Bologna. Se è condivisibile “l’obiettivo di superare istituti ormai anacronistici”, va evitata “una regressione sul piano delle garanzie dei diritti fondamentali della persona” facendo dell’amministrazione di sostegno “una forma di interdizione mascherata”, fino quasi ad un “carcere invisibile”. L’Associazione nazionale forense (Anf) esprime “profonda preoccupazione” per l’emendamento proposto dal Governo al disegno di legge “As 1192” mirato alla semplificazione normativa e al riordino degli istituti dell’interdizione e dell’inabilitazione attraverso un loro accorpamento alla disciplina dell’amministrazione di sostegno. La riforma “non appare coerente” con il parere uscito dalla commissione Giustizia del Senato il 30 ottobre del 2024 (firmava la senatrice della Lega Erika Stefani), “le cui preoccupazioni e argomentazioni sono condivise dall’associazione” degli avvocati guidata dal segretario Giampaolo di Marco.

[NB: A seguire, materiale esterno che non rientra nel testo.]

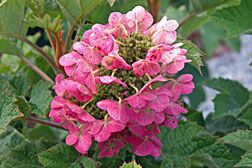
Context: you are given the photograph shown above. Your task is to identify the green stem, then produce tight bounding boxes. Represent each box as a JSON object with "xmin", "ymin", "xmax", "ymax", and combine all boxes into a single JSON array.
[{"xmin": 64, "ymin": 24, "xmax": 75, "ymax": 54}]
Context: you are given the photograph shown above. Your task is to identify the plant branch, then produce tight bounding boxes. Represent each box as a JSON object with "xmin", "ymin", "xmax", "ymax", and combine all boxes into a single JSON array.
[
  {"xmin": 20, "ymin": 56, "xmax": 54, "ymax": 84},
  {"xmin": 45, "ymin": 28, "xmax": 56, "ymax": 53},
  {"xmin": 147, "ymin": 0, "xmax": 160, "ymax": 23},
  {"xmin": 179, "ymin": 12, "xmax": 197, "ymax": 26},
  {"xmin": 64, "ymin": 24, "xmax": 75, "ymax": 54},
  {"xmin": 1, "ymin": 32, "xmax": 60, "ymax": 73},
  {"xmin": 54, "ymin": 31, "xmax": 64, "ymax": 70},
  {"xmin": 25, "ymin": 116, "xmax": 65, "ymax": 130}
]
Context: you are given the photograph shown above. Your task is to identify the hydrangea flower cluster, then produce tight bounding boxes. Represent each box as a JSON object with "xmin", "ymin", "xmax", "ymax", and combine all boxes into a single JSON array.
[{"xmin": 49, "ymin": 6, "xmax": 194, "ymax": 158}]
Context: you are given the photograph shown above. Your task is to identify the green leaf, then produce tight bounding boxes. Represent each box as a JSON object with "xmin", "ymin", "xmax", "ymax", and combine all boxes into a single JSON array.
[
  {"xmin": 107, "ymin": 0, "xmax": 116, "ymax": 7},
  {"xmin": 180, "ymin": 15, "xmax": 210, "ymax": 37},
  {"xmin": 0, "ymin": 0, "xmax": 25, "ymax": 35},
  {"xmin": 206, "ymin": 78, "xmax": 249, "ymax": 118},
  {"xmin": 205, "ymin": 115, "xmax": 248, "ymax": 134},
  {"xmin": 135, "ymin": 156, "xmax": 161, "ymax": 168},
  {"xmin": 38, "ymin": 144, "xmax": 97, "ymax": 168},
  {"xmin": 223, "ymin": 130, "xmax": 252, "ymax": 151},
  {"xmin": 238, "ymin": 101, "xmax": 252, "ymax": 129},
  {"xmin": 0, "ymin": 140, "xmax": 54, "ymax": 168},
  {"xmin": 0, "ymin": 126, "xmax": 26, "ymax": 164},
  {"xmin": 57, "ymin": 0, "xmax": 103, "ymax": 25},
  {"xmin": 160, "ymin": 122, "xmax": 235, "ymax": 168},
  {"xmin": 87, "ymin": 0, "xmax": 146, "ymax": 24},
  {"xmin": 0, "ymin": 81, "xmax": 22, "ymax": 133},
  {"xmin": 0, "ymin": 38, "xmax": 24, "ymax": 57},
  {"xmin": 120, "ymin": 161, "xmax": 142, "ymax": 168},
  {"xmin": 212, "ymin": 0, "xmax": 252, "ymax": 37},
  {"xmin": 177, "ymin": 38, "xmax": 204, "ymax": 73},
  {"xmin": 189, "ymin": 0, "xmax": 241, "ymax": 12},
  {"xmin": 30, "ymin": 80, "xmax": 53, "ymax": 117},
  {"xmin": 23, "ymin": 125, "xmax": 58, "ymax": 142},
  {"xmin": 235, "ymin": 150, "xmax": 252, "ymax": 167},
  {"xmin": 179, "ymin": 0, "xmax": 241, "ymax": 37}
]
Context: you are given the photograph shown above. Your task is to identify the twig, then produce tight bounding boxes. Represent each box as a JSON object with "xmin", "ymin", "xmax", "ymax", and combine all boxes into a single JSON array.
[
  {"xmin": 45, "ymin": 29, "xmax": 56, "ymax": 53},
  {"xmin": 20, "ymin": 56, "xmax": 54, "ymax": 84},
  {"xmin": 179, "ymin": 12, "xmax": 197, "ymax": 26},
  {"xmin": 63, "ymin": 24, "xmax": 75, "ymax": 54},
  {"xmin": 1, "ymin": 32, "xmax": 60, "ymax": 73},
  {"xmin": 25, "ymin": 116, "xmax": 65, "ymax": 130},
  {"xmin": 147, "ymin": 0, "xmax": 160, "ymax": 23},
  {"xmin": 54, "ymin": 31, "xmax": 64, "ymax": 70}
]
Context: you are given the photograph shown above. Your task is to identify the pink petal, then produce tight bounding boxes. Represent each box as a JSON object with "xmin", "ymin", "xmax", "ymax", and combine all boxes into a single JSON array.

Spiega e ricorda dunque “come la materia, per la sua delicatezza, richieda una disciplina normativa specifica e dettagliata, con la quale sia possibile graduare le misure di protezione sulla base della capacità di autodeterminazione dell’individuo, evitando generalizzazioni eccessive”. Inoltre, fu sottolineata “la necessità che ogni misura preveda autorizzazioni giudiziarie adeguate, al fine di evitare abusi”. Nel testo proposto dal Governo, invece, “tali criteri appaiono assenti e comunque non sufficientemente specificati, con il rischio concreto che l’istituto dell’amministrazione di sostegno -nato come strumento flessibile e rispettoso dell’autonomia residua- venga trasformato in un contenitore unico e indistinto, idoneo a comprimere i diritti di persone ancora capaci di autodeterminarsi”.
Anf segnala che nel caso dell’obbligo di rendiconto “la cui semplificazione eccessiva nel caso di persone con gravi disabilità -fisiche o psichiche– e pertanto non in grado di attivarsi autonomamente per evidenziare comportamenti non corretti, può trasformarsi in una minaccia rispetto al patrimonio della persona oltre che un elemento di rischio per la stessa persona”. Per cui “sarebbe opportuno prevedere un differente livello di formalità in presenza di patrimoni e redditi superiori ad una determinata cifra”. L’amministrazione di sostegno “è nata come istituto flessibile e adatto ad intervenire anche in situazioni temporanee o contingenti mentre inabilitazione e interdizione hanno, per loro natura, una funzione stabile e duratura dovendosi occupare di situazioni non reversibili, salvo il caso della interdizione legale. È pertanto necessario pur nella doverosa semplificazione, mantenere distinti gli istituti e il grado di protezione che gli stessi offrono a maggiore tutela delle persone beneficiarie“, segnala poi l’Anf. Ma non è finita. Infatti, viene denunciato “il pericolo che l’amministrazione di sostegno semplificata si trasformi, di fatto, in un nuovo strumento di interdizione, silenziosa e meno garantita. In assenza di adeguati meccanismi di controllo e di limiti puntuali all’operato degli amministratori, esiste infatti il rischio di un uso distorto o improprio del potere conferito, con gravi conseguenze per la dignità e la libertà personale dei soggetti coinvolti. Un ‘carcere invisibile’, da cui è difficile uscire e nel quale troppe persone potrebbero ritrovarsi recluse”.
Dunque l’Anf chiede che nel testo in discussione per l’approvazione della delega venga previsto il rispetto integrale del parere della commissione Giustizia; che ci siano criteri stringenti per l’applicazione dell’amministrazione di sostegno; l’introduzione di garanzie effettive di controllo giurisdizionale e partecipazione attiva del beneficiario, al fine di verificare il suo grado di invalidità e incapacità; il coinvolgimento delle professioni legali e del terzo settore nella fase attuativa della riforma. “Una vera semplificazione normativa non può avvenire a discapito dei diritti”, conclude e ribadisce Anf.